I read the first two pages of 狐狸的窗户 (Húlí de chuānghù) = The Fox's Window (douban.com) on my Kindle, and encountered several 4-character phrases:
- 异口同声 (yì kǒu tóng shēng) = all with one voice (Baidu Baike; Chinese Tools)
- 精神恍惚 (jīng shén huǎng hū) = absent-minded (Baidu Baike; Chinese Tools)
- 胡思乱想 (hú sī luàn xiǎng) = go off into wild flights of fancy (Baidu Baike; Chinese Tools)
- 亮得刺眼 (liàng dé cìyǎn) = shine glaringly
- 一片一眼 (yīpiàn yīyǎn) = a glance at
- 望而生畏 (wàng ér shēng wèi) = be terrified by the sight of sth. or sb. (Baidu Baike; Chinese Tools)
- 心旷神怡 (xīn kuàng shén yí) = relaxed and happy (Baidu Baike; Chinese Tools)

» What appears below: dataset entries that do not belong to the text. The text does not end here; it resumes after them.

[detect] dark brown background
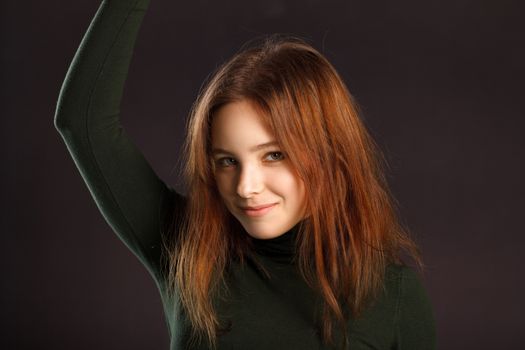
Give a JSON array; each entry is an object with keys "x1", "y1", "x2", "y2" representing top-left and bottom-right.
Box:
[{"x1": 2, "y1": 0, "x2": 524, "y2": 349}]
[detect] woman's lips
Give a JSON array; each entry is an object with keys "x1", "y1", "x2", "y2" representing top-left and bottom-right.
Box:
[{"x1": 241, "y1": 203, "x2": 277, "y2": 217}]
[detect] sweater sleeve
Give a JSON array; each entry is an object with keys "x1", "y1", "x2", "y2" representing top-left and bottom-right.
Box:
[
  {"x1": 394, "y1": 266, "x2": 437, "y2": 350},
  {"x1": 54, "y1": 0, "x2": 186, "y2": 281}
]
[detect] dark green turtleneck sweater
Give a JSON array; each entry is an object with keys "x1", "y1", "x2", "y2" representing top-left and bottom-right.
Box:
[{"x1": 54, "y1": 1, "x2": 436, "y2": 348}]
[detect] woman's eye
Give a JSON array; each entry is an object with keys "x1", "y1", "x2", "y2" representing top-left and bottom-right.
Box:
[
  {"x1": 216, "y1": 157, "x2": 237, "y2": 167},
  {"x1": 266, "y1": 151, "x2": 284, "y2": 161}
]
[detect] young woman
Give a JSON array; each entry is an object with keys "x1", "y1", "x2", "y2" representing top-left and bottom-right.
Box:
[{"x1": 54, "y1": 0, "x2": 436, "y2": 349}]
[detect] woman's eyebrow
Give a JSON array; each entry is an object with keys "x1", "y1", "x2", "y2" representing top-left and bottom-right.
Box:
[{"x1": 212, "y1": 140, "x2": 279, "y2": 155}]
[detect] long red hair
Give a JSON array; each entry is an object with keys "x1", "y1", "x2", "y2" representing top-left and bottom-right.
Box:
[{"x1": 166, "y1": 34, "x2": 423, "y2": 349}]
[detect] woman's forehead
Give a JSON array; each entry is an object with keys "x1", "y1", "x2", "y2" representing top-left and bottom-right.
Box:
[{"x1": 211, "y1": 100, "x2": 276, "y2": 147}]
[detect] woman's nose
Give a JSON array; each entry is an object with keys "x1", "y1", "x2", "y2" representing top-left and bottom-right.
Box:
[{"x1": 236, "y1": 165, "x2": 264, "y2": 198}]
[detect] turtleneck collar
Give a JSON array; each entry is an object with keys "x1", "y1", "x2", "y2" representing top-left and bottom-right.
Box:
[{"x1": 248, "y1": 219, "x2": 305, "y2": 264}]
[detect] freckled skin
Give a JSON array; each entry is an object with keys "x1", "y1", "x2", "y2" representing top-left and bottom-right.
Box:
[{"x1": 211, "y1": 99, "x2": 307, "y2": 240}]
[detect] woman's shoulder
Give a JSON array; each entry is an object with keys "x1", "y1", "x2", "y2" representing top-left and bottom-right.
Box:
[
  {"x1": 355, "y1": 263, "x2": 433, "y2": 323},
  {"x1": 384, "y1": 262, "x2": 424, "y2": 285},
  {"x1": 382, "y1": 264, "x2": 437, "y2": 347},
  {"x1": 377, "y1": 263, "x2": 431, "y2": 310},
  {"x1": 347, "y1": 263, "x2": 432, "y2": 347},
  {"x1": 383, "y1": 263, "x2": 434, "y2": 324},
  {"x1": 383, "y1": 263, "x2": 431, "y2": 302},
  {"x1": 358, "y1": 263, "x2": 425, "y2": 315}
]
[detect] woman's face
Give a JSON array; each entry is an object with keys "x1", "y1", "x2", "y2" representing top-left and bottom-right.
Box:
[{"x1": 210, "y1": 99, "x2": 307, "y2": 240}]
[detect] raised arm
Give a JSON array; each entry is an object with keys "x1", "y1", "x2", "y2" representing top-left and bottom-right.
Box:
[{"x1": 54, "y1": 0, "x2": 186, "y2": 281}]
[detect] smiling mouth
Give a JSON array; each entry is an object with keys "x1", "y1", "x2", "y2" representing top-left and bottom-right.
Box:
[{"x1": 241, "y1": 203, "x2": 278, "y2": 217}]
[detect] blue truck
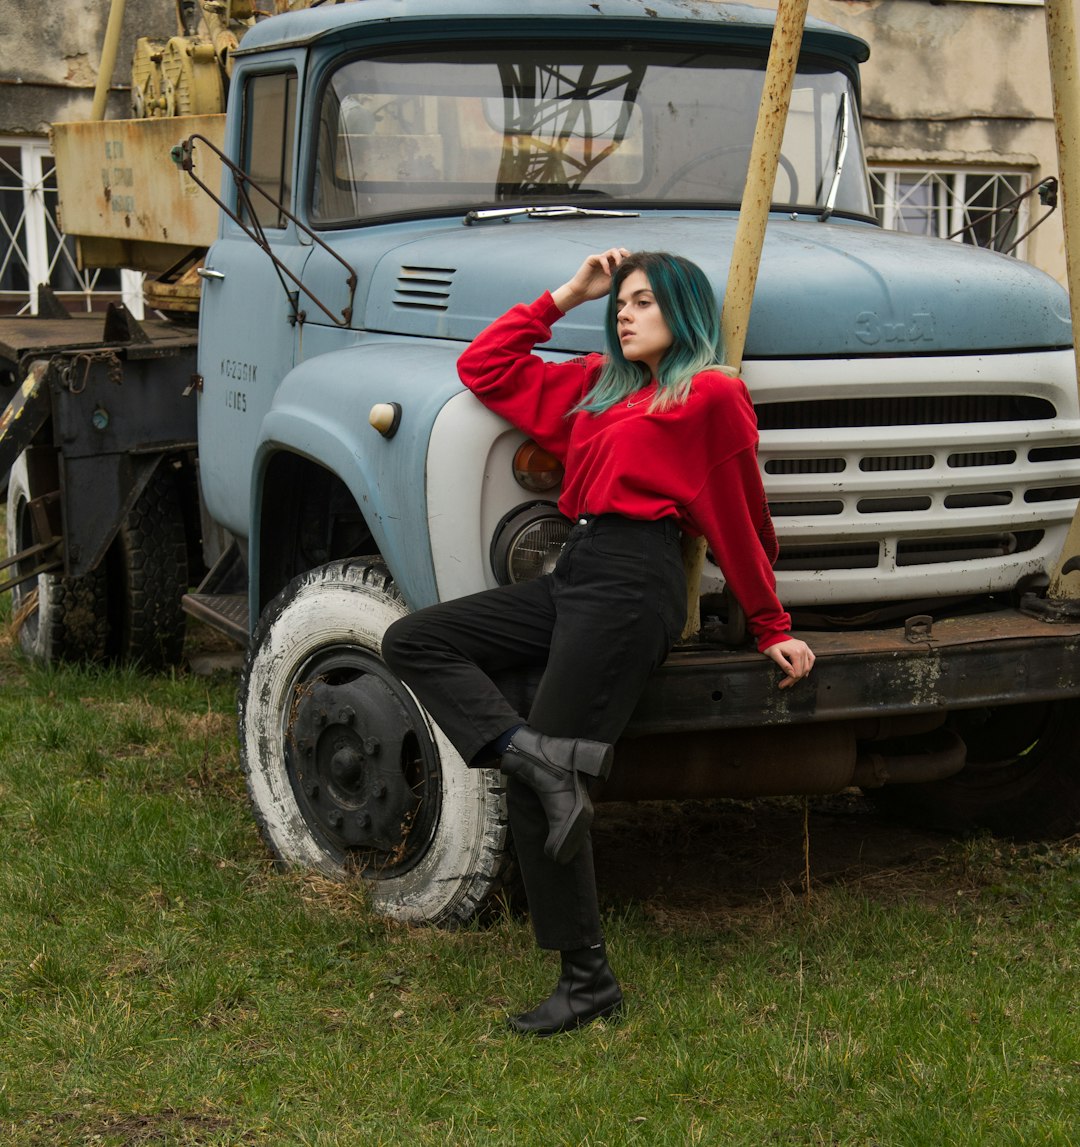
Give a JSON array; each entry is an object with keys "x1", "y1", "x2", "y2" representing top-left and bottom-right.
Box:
[{"x1": 3, "y1": 0, "x2": 1080, "y2": 925}]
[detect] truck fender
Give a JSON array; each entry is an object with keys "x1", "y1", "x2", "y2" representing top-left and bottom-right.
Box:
[{"x1": 247, "y1": 338, "x2": 469, "y2": 618}]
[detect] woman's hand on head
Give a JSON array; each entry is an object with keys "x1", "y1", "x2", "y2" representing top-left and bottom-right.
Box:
[
  {"x1": 764, "y1": 638, "x2": 816, "y2": 689},
  {"x1": 551, "y1": 248, "x2": 631, "y2": 312}
]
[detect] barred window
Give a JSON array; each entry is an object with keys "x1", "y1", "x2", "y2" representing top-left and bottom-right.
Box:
[
  {"x1": 0, "y1": 137, "x2": 143, "y2": 317},
  {"x1": 869, "y1": 167, "x2": 1031, "y2": 259}
]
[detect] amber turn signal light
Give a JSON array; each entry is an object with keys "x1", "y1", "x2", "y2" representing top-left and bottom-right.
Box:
[{"x1": 513, "y1": 440, "x2": 564, "y2": 492}]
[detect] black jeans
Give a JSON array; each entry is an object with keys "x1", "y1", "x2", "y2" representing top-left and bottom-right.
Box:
[{"x1": 382, "y1": 514, "x2": 687, "y2": 949}]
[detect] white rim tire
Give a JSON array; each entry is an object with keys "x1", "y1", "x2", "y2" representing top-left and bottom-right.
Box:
[
  {"x1": 5, "y1": 452, "x2": 108, "y2": 664},
  {"x1": 239, "y1": 559, "x2": 512, "y2": 927}
]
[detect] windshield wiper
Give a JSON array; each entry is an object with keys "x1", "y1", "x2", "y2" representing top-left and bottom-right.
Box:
[
  {"x1": 463, "y1": 205, "x2": 640, "y2": 226},
  {"x1": 819, "y1": 92, "x2": 851, "y2": 223},
  {"x1": 819, "y1": 91, "x2": 850, "y2": 223}
]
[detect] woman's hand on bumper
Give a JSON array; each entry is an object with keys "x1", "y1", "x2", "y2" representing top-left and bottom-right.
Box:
[{"x1": 764, "y1": 638, "x2": 816, "y2": 689}]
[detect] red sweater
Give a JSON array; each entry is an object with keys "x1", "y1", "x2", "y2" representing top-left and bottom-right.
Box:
[{"x1": 457, "y1": 292, "x2": 791, "y2": 652}]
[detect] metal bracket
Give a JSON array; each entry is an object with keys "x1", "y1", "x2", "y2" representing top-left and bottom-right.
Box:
[
  {"x1": 0, "y1": 490, "x2": 63, "y2": 593},
  {"x1": 1019, "y1": 590, "x2": 1080, "y2": 623},
  {"x1": 103, "y1": 301, "x2": 152, "y2": 345},
  {"x1": 904, "y1": 614, "x2": 934, "y2": 643}
]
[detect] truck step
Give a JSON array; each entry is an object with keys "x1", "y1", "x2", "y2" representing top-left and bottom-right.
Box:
[{"x1": 182, "y1": 592, "x2": 249, "y2": 647}]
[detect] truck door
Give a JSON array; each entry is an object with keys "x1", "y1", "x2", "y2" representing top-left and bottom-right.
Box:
[{"x1": 197, "y1": 64, "x2": 311, "y2": 539}]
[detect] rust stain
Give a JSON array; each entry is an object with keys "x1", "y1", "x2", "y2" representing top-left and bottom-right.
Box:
[{"x1": 52, "y1": 114, "x2": 225, "y2": 257}]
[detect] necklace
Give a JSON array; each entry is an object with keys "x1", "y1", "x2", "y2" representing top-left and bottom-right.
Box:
[{"x1": 626, "y1": 386, "x2": 654, "y2": 408}]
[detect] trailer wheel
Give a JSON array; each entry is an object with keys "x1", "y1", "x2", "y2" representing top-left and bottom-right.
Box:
[
  {"x1": 872, "y1": 699, "x2": 1080, "y2": 840},
  {"x1": 239, "y1": 559, "x2": 512, "y2": 927},
  {"x1": 5, "y1": 451, "x2": 109, "y2": 664},
  {"x1": 105, "y1": 461, "x2": 189, "y2": 669}
]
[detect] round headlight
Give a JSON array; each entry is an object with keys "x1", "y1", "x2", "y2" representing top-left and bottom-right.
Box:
[{"x1": 492, "y1": 504, "x2": 572, "y2": 584}]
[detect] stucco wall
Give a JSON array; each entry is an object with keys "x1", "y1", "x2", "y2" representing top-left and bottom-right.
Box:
[{"x1": 0, "y1": 0, "x2": 176, "y2": 133}]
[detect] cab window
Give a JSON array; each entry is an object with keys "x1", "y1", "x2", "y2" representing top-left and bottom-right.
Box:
[{"x1": 240, "y1": 71, "x2": 297, "y2": 228}]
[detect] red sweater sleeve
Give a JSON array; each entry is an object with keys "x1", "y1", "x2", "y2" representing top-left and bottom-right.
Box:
[
  {"x1": 456, "y1": 293, "x2": 599, "y2": 461},
  {"x1": 684, "y1": 446, "x2": 792, "y2": 653}
]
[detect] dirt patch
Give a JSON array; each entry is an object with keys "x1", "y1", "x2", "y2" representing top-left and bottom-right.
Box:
[
  {"x1": 591, "y1": 792, "x2": 967, "y2": 925},
  {"x1": 22, "y1": 1109, "x2": 246, "y2": 1146}
]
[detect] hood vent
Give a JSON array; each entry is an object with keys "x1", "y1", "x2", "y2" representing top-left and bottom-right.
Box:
[{"x1": 393, "y1": 265, "x2": 456, "y2": 311}]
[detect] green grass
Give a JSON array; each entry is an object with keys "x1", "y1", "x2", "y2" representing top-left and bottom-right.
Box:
[{"x1": 0, "y1": 605, "x2": 1078, "y2": 1145}]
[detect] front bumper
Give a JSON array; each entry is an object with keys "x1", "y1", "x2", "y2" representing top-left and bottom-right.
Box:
[{"x1": 623, "y1": 607, "x2": 1080, "y2": 737}]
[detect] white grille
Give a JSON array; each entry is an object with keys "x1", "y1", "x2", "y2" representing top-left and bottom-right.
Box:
[{"x1": 720, "y1": 350, "x2": 1080, "y2": 607}]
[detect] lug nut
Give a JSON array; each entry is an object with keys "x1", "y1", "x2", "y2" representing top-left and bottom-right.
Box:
[
  {"x1": 364, "y1": 737, "x2": 381, "y2": 755},
  {"x1": 328, "y1": 810, "x2": 343, "y2": 829}
]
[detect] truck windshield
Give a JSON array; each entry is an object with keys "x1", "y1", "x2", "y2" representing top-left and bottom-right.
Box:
[{"x1": 311, "y1": 45, "x2": 873, "y2": 225}]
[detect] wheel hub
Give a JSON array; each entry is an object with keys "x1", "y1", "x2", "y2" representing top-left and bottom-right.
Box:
[{"x1": 287, "y1": 671, "x2": 429, "y2": 853}]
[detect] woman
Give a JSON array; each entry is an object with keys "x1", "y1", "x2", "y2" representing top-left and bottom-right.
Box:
[{"x1": 382, "y1": 248, "x2": 814, "y2": 1036}]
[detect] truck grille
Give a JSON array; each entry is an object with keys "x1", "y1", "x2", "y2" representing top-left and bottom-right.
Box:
[
  {"x1": 756, "y1": 393, "x2": 1056, "y2": 429},
  {"x1": 775, "y1": 532, "x2": 1044, "y2": 571},
  {"x1": 743, "y1": 357, "x2": 1080, "y2": 603}
]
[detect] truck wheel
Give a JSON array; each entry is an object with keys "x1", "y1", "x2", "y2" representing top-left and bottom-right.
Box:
[
  {"x1": 5, "y1": 451, "x2": 108, "y2": 664},
  {"x1": 872, "y1": 699, "x2": 1080, "y2": 840},
  {"x1": 105, "y1": 461, "x2": 189, "y2": 669},
  {"x1": 239, "y1": 559, "x2": 512, "y2": 927}
]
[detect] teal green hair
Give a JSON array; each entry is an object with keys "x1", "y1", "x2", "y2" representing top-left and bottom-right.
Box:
[{"x1": 574, "y1": 251, "x2": 733, "y2": 415}]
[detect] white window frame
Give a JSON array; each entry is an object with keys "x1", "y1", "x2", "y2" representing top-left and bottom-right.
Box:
[
  {"x1": 0, "y1": 136, "x2": 143, "y2": 317},
  {"x1": 869, "y1": 166, "x2": 1033, "y2": 260}
]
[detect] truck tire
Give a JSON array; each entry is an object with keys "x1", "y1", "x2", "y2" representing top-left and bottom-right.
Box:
[
  {"x1": 238, "y1": 559, "x2": 512, "y2": 927},
  {"x1": 5, "y1": 451, "x2": 109, "y2": 664},
  {"x1": 872, "y1": 699, "x2": 1080, "y2": 840},
  {"x1": 105, "y1": 461, "x2": 189, "y2": 669}
]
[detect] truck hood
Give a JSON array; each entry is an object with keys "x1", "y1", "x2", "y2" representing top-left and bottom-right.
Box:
[{"x1": 360, "y1": 215, "x2": 1072, "y2": 357}]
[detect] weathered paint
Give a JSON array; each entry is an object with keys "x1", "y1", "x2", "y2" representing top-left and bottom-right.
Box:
[
  {"x1": 0, "y1": 363, "x2": 51, "y2": 481},
  {"x1": 1, "y1": 0, "x2": 178, "y2": 131},
  {"x1": 621, "y1": 609, "x2": 1080, "y2": 736},
  {"x1": 51, "y1": 114, "x2": 226, "y2": 269}
]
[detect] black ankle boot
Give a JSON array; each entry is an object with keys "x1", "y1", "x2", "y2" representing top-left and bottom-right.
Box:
[
  {"x1": 508, "y1": 943, "x2": 623, "y2": 1036},
  {"x1": 500, "y1": 726, "x2": 614, "y2": 865}
]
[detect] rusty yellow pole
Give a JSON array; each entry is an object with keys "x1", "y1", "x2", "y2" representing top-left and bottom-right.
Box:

- 擦去汗水 (cā qù hànshuǐ) = wipe the sweat
Some of these should be considered chengyu (成语, chéngyǔ), but others look like they just happen to have four characters. I'm wondering if there's a way of deciding which are chengyu and which are not.
Question: What's distinguishes a chengyu (Chinese idiom) from a 4-character expression?
It's possible this question is related to Are there any chengyu or xiehouyu that only mean their literal meaning? Maybe if it has a figurative meaning, then it's a chengyu, and otherwise not.